"That's Emerson," she said, laughing; "but he also says, 'genius borrows nobly,' and I am willing to confess inferiority to a great many people; all that implies is that one should only quote well. If it wasn't that I'm not sure of the words, and that I can't verify them, I should confound you with a citation from Disraeli."
"Go on," said Adam, lazily; "I don't mind being crushed."
"It is to the effect that people think that where there is no quotation there must be great originality. Then he says, 'the greater part of our writers, in consequence, have become so original that no one cares to imitate them; and those who never quote are seldom quoted.' That's about it. Now are you answered?" She laughed gleefully. "It is delicious to disagree with you. I had almost forgotten that it was possible."
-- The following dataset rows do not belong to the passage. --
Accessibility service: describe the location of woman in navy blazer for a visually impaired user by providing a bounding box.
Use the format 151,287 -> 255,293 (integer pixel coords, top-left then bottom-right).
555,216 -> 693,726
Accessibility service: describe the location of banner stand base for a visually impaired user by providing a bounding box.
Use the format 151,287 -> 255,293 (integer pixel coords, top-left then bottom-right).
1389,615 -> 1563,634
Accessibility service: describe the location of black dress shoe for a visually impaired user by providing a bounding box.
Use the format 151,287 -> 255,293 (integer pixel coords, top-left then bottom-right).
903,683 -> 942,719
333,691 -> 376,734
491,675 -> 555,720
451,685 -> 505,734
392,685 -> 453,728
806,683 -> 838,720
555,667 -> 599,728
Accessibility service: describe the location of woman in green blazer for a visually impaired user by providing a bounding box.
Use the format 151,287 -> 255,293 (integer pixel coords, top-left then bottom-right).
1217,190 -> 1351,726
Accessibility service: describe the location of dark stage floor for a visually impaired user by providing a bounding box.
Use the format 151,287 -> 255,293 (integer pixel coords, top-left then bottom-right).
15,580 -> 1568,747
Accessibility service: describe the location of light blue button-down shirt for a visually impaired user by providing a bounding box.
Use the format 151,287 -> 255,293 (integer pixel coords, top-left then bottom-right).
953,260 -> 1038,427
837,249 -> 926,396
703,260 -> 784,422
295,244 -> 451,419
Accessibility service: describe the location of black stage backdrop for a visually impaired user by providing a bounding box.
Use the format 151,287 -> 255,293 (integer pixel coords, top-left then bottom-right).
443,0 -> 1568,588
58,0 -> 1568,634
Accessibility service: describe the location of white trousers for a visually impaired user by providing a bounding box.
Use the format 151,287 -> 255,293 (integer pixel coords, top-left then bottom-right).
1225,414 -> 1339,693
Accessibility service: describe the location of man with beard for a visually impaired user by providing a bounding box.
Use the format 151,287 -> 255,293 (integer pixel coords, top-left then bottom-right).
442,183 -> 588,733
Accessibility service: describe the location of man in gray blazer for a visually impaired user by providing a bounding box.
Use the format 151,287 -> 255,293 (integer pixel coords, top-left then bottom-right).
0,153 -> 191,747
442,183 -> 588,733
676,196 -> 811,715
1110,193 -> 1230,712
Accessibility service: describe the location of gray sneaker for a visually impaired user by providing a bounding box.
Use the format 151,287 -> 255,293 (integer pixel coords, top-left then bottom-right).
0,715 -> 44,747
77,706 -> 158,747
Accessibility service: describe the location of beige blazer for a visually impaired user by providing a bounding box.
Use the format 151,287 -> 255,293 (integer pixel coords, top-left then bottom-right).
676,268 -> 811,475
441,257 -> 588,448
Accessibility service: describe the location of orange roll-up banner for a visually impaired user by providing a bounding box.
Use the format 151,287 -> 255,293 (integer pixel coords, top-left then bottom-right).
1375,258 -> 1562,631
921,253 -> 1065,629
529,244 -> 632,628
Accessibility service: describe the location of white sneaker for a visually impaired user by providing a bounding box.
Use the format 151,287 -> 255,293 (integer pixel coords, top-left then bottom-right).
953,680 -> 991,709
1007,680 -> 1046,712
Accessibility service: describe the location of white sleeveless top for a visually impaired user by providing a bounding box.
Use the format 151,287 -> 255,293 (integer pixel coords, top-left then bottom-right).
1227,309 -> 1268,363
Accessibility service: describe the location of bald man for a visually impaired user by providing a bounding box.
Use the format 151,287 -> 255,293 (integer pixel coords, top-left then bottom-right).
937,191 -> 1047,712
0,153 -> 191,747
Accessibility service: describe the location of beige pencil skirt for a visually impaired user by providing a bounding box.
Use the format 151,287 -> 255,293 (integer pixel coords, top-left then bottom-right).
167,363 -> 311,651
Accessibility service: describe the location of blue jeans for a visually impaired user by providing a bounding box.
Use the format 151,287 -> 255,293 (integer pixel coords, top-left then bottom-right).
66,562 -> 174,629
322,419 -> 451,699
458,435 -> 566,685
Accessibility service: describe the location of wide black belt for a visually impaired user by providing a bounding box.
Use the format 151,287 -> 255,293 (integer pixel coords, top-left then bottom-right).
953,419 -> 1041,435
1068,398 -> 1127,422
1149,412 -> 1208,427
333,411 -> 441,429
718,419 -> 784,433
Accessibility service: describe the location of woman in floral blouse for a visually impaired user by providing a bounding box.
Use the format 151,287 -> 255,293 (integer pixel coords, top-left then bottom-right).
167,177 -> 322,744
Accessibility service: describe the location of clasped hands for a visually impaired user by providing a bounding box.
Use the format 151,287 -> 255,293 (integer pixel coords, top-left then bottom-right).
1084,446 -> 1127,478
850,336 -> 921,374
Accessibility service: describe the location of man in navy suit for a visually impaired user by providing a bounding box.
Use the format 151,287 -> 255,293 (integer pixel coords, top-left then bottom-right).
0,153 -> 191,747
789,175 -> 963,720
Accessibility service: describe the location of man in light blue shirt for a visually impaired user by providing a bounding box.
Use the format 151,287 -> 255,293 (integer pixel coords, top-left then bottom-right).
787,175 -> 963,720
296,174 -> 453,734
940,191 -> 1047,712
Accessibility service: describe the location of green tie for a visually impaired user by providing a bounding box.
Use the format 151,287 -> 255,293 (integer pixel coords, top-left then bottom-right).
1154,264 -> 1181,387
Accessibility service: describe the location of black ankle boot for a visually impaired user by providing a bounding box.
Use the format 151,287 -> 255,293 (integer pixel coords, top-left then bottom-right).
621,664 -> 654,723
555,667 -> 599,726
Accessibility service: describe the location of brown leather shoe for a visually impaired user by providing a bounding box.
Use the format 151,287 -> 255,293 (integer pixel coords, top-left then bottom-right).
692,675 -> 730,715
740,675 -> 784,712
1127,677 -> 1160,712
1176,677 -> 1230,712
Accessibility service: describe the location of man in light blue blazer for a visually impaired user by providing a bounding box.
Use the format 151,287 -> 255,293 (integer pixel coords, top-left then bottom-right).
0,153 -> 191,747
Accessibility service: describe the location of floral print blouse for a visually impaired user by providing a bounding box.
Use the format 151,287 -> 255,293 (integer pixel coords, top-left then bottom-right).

He echoed her laugh with the carefree heartiness of a boy. "I am going to make a riddle," he said. "Prepare yourself; this is the first conundrum of the new world. Why is it better to disagree than to differ?"
She made a little grimace. "It's a wonder the Sphinx does not rise from the other side of the world and eat you," she said with derision. "Anybody who loved anybody could answer such a poor little excuse for a riddle as that; besides, it sounds like an extract from somebody's 'First Easy Lessons in Rhetoric.' Don't you see that I can disagree with you, while I must differ from you? That is too disgracefully easy. Indeed, Adam, that riddle of yours brings back every doubt, for they say—scientists and ologists and learned people, you know—that there is hope for delinquents and defectives, but none for degenerates, and that is an awfully degenerate joke."
"Play for me," he said, "and don't call names."
She lifted the bow and drew it across the strings in a series of cadences so wildly mournful that he shuddered. She put the bow down, and laid her hand upon the strings to still them. In the old days she had been given to sudden changes of mood, but of late she had been almost serene.
"What is it?" he asked gently.
"Oh, nothing,—everything! I was thinking of another thing which those wise ones said," she answered, with more bitterness than she had shown for many months. "It was that word 'degenerate' brought it back. You know birds are a very low order of being, a branch of the reptile family, in truth, and I have heard people say that musicians are generally lacking in something. They either have no moral or financial sense, and cannot be bound by ordinary rules. And I am musical to the very tips of my fingers. It is as if I could hear the song of the silence,—I feel its vibrations like those of a great organ."
She walked up and down, her hands back of her head, and the moonlight shining on her upturned, troubled face.